Lorsque Albert Cossery publie son tout premier texte dans le numéro de Noël 1937 de La Semaine égyptienne, Le Caire est une ville limpide et blanche. Ses façades mêlent les styles européens en vogue depuis la fin du XIXème : néo-vénitien, art nouveau, art déco, dômes et mosaïques, lignes pures et courbes harmonieuses. Ce centre nouveau voulu par les souverains égyptiens est parcouru de tramways, semé de terrasses de cafés élégants. On y trouve des grands magasins, un opéra déjà ancien, des cinémas, des bars et des clubs à l’anglaise. Cette « ville européenne » dont les Cairotes sont fiers, le jeune Cossery (il a 24 ans) la déteste. « Citadelle de l’ennui bourgeois », elle représente tout ce qui le révolte : le règne d’un luxe tapageur et inutile, l’arrogance de la bêtise satisfaite. « On sentait que la ville voulait vivre, qu’elle avait tout pour cela, mais qu’une sorte de détresse intérieure, impitoyable, la tenait immobile avec ses lumières forcées, ses femmes stupides et son aisance criminelle. Elle avait la parfaite apathie d’un monstre repu ». (Le Coiffeur a tué sa femme, in Les Hommes oubliés de Dieu)

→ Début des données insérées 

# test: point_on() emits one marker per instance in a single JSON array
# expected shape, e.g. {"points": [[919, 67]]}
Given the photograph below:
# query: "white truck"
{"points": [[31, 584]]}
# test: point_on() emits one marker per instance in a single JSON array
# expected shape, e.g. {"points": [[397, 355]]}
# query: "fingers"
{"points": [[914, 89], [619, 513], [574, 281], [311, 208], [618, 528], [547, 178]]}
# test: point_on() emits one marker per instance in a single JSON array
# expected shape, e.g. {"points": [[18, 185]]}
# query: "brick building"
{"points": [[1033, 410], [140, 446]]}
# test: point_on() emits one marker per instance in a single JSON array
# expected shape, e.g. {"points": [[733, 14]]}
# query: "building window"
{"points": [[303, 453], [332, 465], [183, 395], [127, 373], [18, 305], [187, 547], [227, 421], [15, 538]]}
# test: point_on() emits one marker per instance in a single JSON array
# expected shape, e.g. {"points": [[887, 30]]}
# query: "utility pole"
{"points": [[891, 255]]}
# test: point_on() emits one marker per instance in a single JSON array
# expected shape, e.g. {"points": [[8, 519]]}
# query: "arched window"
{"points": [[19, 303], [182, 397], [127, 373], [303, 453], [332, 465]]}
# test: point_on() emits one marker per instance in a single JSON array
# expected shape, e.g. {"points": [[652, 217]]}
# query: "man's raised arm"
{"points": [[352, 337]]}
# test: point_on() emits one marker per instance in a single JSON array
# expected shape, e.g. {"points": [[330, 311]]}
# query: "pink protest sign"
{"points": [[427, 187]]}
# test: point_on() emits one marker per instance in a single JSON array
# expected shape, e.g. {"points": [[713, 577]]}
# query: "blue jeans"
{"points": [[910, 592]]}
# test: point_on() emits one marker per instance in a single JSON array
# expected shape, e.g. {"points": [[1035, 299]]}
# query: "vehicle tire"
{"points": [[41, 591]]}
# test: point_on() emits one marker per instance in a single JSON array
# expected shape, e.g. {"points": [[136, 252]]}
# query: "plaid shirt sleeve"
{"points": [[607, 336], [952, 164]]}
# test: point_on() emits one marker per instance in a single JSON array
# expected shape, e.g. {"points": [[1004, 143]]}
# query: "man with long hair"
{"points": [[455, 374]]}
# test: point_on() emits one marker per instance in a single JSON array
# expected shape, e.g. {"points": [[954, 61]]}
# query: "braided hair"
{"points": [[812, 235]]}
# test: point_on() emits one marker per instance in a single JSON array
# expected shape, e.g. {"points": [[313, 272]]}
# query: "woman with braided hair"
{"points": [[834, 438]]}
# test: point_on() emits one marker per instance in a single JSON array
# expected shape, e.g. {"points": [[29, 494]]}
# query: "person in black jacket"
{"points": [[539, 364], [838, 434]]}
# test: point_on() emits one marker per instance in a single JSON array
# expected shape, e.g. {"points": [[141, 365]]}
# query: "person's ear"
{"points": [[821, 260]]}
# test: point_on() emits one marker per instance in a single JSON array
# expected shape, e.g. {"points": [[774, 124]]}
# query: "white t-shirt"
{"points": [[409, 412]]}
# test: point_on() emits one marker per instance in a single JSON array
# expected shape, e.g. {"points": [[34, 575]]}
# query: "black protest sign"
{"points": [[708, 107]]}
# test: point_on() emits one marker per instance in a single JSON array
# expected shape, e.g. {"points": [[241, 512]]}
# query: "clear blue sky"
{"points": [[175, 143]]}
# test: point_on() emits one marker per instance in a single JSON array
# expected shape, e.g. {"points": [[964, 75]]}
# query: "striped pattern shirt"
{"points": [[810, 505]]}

Bien que vivant rue Chérif, ce qui attire Cossery, c’est le quartier fatimide, el Hussein, la ville indigène. Y grouille une foule qui ne connaît ni les ascenseurs ni les cuisinières à gaz, mais donne chaque jour une leçon de vie. Le détachement de celui qui ne possède rien sinon « la simple joie d’être vivant », savourée dans l’instant. Les fils de bonne famille ne se risquent jamais dans cet au-delà du Mouski, à moins d’être doué d’un sens de l’aventure proche du délire. Dans ces ruelles fangeuses, loin de tout pittoresque, caché, raconte-t-il, derrière les moucharabiehs d’une maison proche de la citadelle, l’intrépide Albert s’imprègnera de l’atmosphère et de la verve des personnages qui animeront son oeuvre sa vie durant.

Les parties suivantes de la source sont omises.